In my original Answer, I referred to part 2 of the Angiolini inquiry. I met Lady Angiolini last week and she made it clear that police culture will form a critical part of her investigations in part 2. The formal consultation on the terms of reference for part 2 opened earlier this month and will conclude, I think, on 24 February. Noble Lords are welcome to contribute to that consultation process. I am sorry for the long answer, but I shall go on a little. The inquiry will consider whether vetting and recruitment processes do enough to identify those in policing who are not fit to serve. It will investigate the extent to which misogynistic and predatory behaviour exists in police culture and look at whether current measures do enough to keep women safe, particularly in public spaces.

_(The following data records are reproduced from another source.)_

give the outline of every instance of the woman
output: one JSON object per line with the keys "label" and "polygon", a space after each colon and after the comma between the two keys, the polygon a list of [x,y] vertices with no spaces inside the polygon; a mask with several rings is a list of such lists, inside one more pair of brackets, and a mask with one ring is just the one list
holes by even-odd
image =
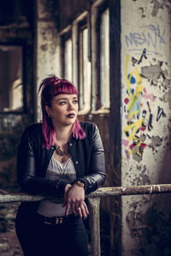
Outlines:
{"label": "woman", "polygon": [[89,211],[85,194],[105,180],[104,153],[97,126],[80,122],[78,91],[51,76],[41,90],[42,123],[24,131],[18,150],[21,192],[63,198],[21,203],[16,234],[24,255],[87,256],[83,223]]}

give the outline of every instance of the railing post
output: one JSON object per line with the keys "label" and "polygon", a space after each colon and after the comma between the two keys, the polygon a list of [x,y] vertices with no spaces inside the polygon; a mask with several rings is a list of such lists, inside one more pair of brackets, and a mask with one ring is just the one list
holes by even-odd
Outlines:
{"label": "railing post", "polygon": [[91,256],[100,256],[100,198],[88,198],[91,222]]}

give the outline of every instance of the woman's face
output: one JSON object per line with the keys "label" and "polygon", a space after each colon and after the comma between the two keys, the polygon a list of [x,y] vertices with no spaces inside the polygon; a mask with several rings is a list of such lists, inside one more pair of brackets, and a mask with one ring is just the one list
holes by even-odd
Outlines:
{"label": "woman's face", "polygon": [[51,106],[45,106],[51,116],[53,125],[65,127],[73,125],[77,118],[79,104],[76,94],[59,94],[51,100]]}

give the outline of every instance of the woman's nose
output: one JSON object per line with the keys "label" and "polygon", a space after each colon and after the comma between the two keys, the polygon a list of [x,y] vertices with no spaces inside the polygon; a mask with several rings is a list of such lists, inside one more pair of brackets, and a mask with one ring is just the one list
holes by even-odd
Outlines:
{"label": "woman's nose", "polygon": [[68,103],[68,110],[74,110],[74,104],[71,102]]}

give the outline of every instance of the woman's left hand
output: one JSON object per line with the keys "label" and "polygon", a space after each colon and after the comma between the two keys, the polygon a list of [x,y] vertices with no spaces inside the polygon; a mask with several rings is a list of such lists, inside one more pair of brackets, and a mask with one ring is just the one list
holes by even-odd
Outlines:
{"label": "woman's left hand", "polygon": [[87,205],[85,202],[84,188],[74,184],[68,189],[64,194],[64,203],[66,206],[66,216],[68,215],[69,210],[72,209],[75,216],[80,215],[80,217],[86,218],[89,214]]}

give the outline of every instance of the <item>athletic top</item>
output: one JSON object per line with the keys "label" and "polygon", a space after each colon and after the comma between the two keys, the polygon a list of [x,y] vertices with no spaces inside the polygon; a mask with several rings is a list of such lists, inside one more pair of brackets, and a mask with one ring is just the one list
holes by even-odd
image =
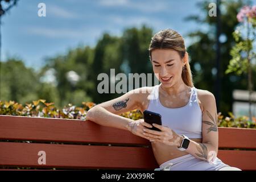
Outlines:
{"label": "athletic top", "polygon": [[159,86],[160,85],[153,86],[147,110],[160,114],[162,125],[177,134],[190,138],[202,138],[202,111],[197,101],[197,89],[195,86],[191,88],[189,101],[185,106],[169,108],[162,105],[159,101]]}

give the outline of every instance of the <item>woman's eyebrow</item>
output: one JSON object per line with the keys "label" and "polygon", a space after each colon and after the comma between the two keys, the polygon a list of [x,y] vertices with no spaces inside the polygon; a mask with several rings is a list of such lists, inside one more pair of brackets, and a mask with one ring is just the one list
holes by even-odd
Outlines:
{"label": "woman's eyebrow", "polygon": [[[166,63],[170,63],[170,62],[171,62],[171,61],[174,61],[174,59],[170,59],[170,60],[168,60],[168,61],[164,62],[164,63],[166,63]],[[159,63],[156,62],[156,61],[155,61],[155,60],[153,60],[153,62],[155,63],[159,64]]]}

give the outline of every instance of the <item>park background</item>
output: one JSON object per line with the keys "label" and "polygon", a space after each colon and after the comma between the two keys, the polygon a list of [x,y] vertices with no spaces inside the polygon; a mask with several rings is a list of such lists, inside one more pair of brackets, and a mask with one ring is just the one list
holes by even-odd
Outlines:
{"label": "park background", "polygon": [[[14,1],[1,1],[2,7]],[[46,17],[38,15],[41,2]],[[218,2],[220,15],[210,16],[209,5]],[[185,39],[195,86],[217,98],[219,124],[255,127],[256,93],[252,88],[250,119],[247,73],[225,72],[236,44],[233,33],[243,23],[237,15],[243,6],[255,5],[255,0],[16,1],[1,17],[0,114],[84,119],[95,104],[122,94],[98,93],[98,74],[109,75],[112,68],[115,75],[152,73],[151,38],[170,28]],[[255,87],[255,56],[251,64]],[[141,117],[138,111],[123,115]]]}

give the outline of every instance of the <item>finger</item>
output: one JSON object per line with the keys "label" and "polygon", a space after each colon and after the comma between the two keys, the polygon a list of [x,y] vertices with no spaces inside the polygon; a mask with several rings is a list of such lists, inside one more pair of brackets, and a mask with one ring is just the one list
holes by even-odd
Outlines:
{"label": "finger", "polygon": [[146,122],[143,122],[141,124],[144,126],[150,127],[150,128],[152,128],[153,127],[151,125],[150,125],[150,123],[148,123]]}
{"label": "finger", "polygon": [[156,123],[153,123],[153,126],[161,130],[162,131],[166,131],[167,130],[167,127],[162,125],[159,125]]}
{"label": "finger", "polygon": [[152,134],[155,135],[162,135],[162,131],[155,131],[153,130],[147,129],[144,129],[143,130],[144,133]]}
{"label": "finger", "polygon": [[159,139],[159,136],[158,136],[158,135],[152,135],[149,133],[143,133],[143,134],[150,138],[152,139]]}

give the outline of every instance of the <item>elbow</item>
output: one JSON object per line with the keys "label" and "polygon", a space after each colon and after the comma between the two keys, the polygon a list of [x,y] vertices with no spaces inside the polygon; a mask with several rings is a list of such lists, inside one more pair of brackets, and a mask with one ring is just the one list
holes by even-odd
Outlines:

My Lords, given the important Question asked by the noble Lord, Lord Lexden, which concerns us all, and the concerns that have been raised in this Chamber, how on earth is it possible to read in the papers this morning the headline: “Retired rogue police invited to come back and fill vacancies”? Reported figures show that 99 recently retired officers who had retired under investigation for misconduct had been invited back; and 253 officers who had received warnings at misconduct hearings were invited to return. How on earth does that restore public confidence in the police?

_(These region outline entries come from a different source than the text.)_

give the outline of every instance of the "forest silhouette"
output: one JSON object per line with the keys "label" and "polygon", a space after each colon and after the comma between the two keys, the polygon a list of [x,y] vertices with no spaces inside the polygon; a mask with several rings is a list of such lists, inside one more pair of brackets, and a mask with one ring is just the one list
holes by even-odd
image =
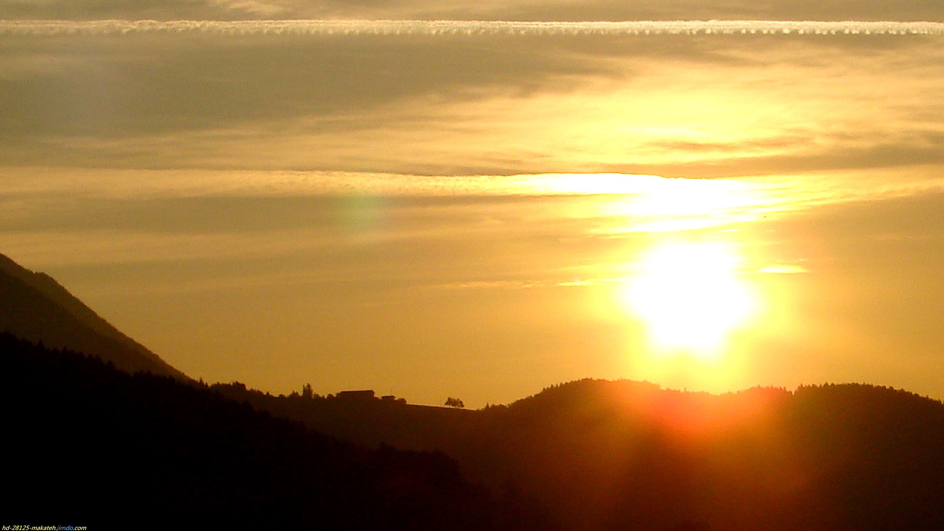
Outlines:
{"label": "forest silhouette", "polygon": [[944,403],[903,390],[588,379],[480,410],[309,385],[273,396],[183,376],[40,275],[0,261],[5,504],[18,518],[944,530]]}

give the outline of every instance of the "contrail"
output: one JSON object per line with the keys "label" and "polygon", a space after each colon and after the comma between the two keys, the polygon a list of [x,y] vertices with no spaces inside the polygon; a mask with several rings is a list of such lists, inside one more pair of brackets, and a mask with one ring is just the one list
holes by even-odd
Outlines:
{"label": "contrail", "polygon": [[510,22],[458,20],[0,20],[0,34],[110,35],[936,35],[941,22],[769,20]]}

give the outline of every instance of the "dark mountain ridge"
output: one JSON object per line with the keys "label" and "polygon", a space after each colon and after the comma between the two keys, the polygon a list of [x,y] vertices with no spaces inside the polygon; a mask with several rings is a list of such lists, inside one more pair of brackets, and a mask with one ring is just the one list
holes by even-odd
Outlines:
{"label": "dark mountain ridge", "polygon": [[25,269],[2,254],[0,301],[0,332],[98,356],[122,370],[146,370],[190,380],[119,332],[52,277]]}
{"label": "dark mountain ridge", "polygon": [[479,411],[214,388],[359,444],[440,449],[565,529],[944,529],[944,403],[888,387],[582,380]]}
{"label": "dark mountain ridge", "polygon": [[[210,389],[0,334],[17,521],[528,530],[549,523],[441,453],[366,451]],[[91,519],[91,520],[90,520]]]}
{"label": "dark mountain ridge", "polygon": [[[49,277],[0,258],[0,331],[186,379]],[[11,506],[51,499],[72,517],[104,499],[346,529],[944,531],[944,403],[888,387],[712,395],[588,379],[466,411],[181,385],[4,334],[0,351],[13,352],[0,370],[5,427],[20,434],[6,471],[35,478]],[[46,473],[121,487],[37,497]]]}

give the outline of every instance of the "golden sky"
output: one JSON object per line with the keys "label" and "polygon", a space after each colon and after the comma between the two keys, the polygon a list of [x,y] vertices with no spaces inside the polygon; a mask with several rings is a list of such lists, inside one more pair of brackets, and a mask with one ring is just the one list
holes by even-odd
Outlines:
{"label": "golden sky", "polygon": [[[651,4],[0,0],[0,252],[187,374],[274,393],[944,398],[939,30],[214,22],[944,20]],[[199,22],[81,29],[106,19]]]}

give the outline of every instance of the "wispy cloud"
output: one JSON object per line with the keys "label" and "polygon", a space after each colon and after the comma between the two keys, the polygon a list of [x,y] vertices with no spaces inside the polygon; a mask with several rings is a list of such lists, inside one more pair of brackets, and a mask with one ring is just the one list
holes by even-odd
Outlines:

My Lords, at a time when public confidence in policing is at this low level, will the Minister examine the role of the 200 or so staff networks, many of which are blurring the line between policing and politics? I refer not to the Police Federation but to organisations such as the Green Police Network, the police vegan network and the National Association of Muslim Police, which has been known to criticise the Government’s Prevent programme. Is it not critical that police officers stick to operational duties rather than interfering in politics, and leave the latter to politicians?

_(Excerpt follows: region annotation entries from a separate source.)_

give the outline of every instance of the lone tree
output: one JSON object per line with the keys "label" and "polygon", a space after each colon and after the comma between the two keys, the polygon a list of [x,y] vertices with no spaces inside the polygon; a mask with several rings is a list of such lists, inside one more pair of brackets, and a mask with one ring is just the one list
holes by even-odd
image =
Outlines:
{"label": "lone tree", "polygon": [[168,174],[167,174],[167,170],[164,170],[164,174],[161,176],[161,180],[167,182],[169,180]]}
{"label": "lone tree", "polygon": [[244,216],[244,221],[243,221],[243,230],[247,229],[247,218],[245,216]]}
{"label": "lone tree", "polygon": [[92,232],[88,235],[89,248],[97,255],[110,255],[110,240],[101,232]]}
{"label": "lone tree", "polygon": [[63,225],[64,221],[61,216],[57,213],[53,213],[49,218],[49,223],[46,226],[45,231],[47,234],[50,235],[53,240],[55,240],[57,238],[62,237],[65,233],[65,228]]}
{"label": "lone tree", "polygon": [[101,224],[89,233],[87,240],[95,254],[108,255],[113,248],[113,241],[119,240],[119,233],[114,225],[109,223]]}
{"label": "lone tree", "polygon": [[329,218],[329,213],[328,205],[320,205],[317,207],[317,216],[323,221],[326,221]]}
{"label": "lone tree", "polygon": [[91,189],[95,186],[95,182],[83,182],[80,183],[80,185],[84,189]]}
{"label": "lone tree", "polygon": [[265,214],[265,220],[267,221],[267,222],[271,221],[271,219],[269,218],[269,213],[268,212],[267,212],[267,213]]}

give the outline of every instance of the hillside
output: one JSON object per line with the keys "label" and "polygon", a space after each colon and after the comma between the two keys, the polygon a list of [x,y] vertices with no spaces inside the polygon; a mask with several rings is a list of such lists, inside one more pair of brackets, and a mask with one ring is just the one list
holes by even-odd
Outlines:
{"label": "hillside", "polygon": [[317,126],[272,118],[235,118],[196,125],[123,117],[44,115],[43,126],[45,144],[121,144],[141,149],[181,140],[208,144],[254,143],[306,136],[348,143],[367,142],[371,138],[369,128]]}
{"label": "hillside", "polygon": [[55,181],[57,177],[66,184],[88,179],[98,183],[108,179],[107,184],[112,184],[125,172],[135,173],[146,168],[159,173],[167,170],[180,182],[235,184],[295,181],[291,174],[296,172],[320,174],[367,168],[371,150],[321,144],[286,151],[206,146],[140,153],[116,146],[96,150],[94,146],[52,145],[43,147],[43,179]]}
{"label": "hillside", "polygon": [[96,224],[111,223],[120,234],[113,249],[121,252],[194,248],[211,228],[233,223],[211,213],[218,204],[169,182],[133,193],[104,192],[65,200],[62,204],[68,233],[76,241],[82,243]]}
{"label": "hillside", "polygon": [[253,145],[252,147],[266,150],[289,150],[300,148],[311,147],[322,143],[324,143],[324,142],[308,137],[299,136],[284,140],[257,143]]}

My Lords, does the Minister recognise that there is a significant cultural dimension to this issue? Understandably, as a body, the police have a deeply defensive and internally focused culture. Simply picking malefactors out of that body will not solve the fact that there is a deep-rooted cultural issue. In my view, deep-rooted cultural change is needed to change the culture of the police force so that it is not as defensively minded as it appears to be at the moment.
The noble Lord makes a good point. I have already expressed that the Angiolini inquiry will look into all aspects of that culture. This is also a useful time to remind all of us that the vast majority of serving policemen do an exceptional job and deserve our thanks and praise.
My Lords, the “spy cops” undercover policing inquiry that is going on at the moment has taken years. It is a classic case of police forces covering up former crimes. What makes the Minister think the inquiry he mentioned will be any different?
There are very specific circumstances surrounding the undercover inquiry to which the noble Baroness refers. She is right that it has gone on for too long; unfortunately, it looks like it is going to continue to go on for quite a long time. As regards this inquiry, I have every confidence that Lady Angiolini—as I say, I met her last week—will be rigorous; she has been up to now.
I promise noble Lords that this is a better answer than it sounds. The latest data shows that 83 criminal proceedings relating to police officer misconduct were finalised in 2021-22, but of misconduct cases commenced after 1 February 2020, when new regulations came into effect, 68 resulted in the officer being found guilty; there was a change to the way in which the statistics are collected.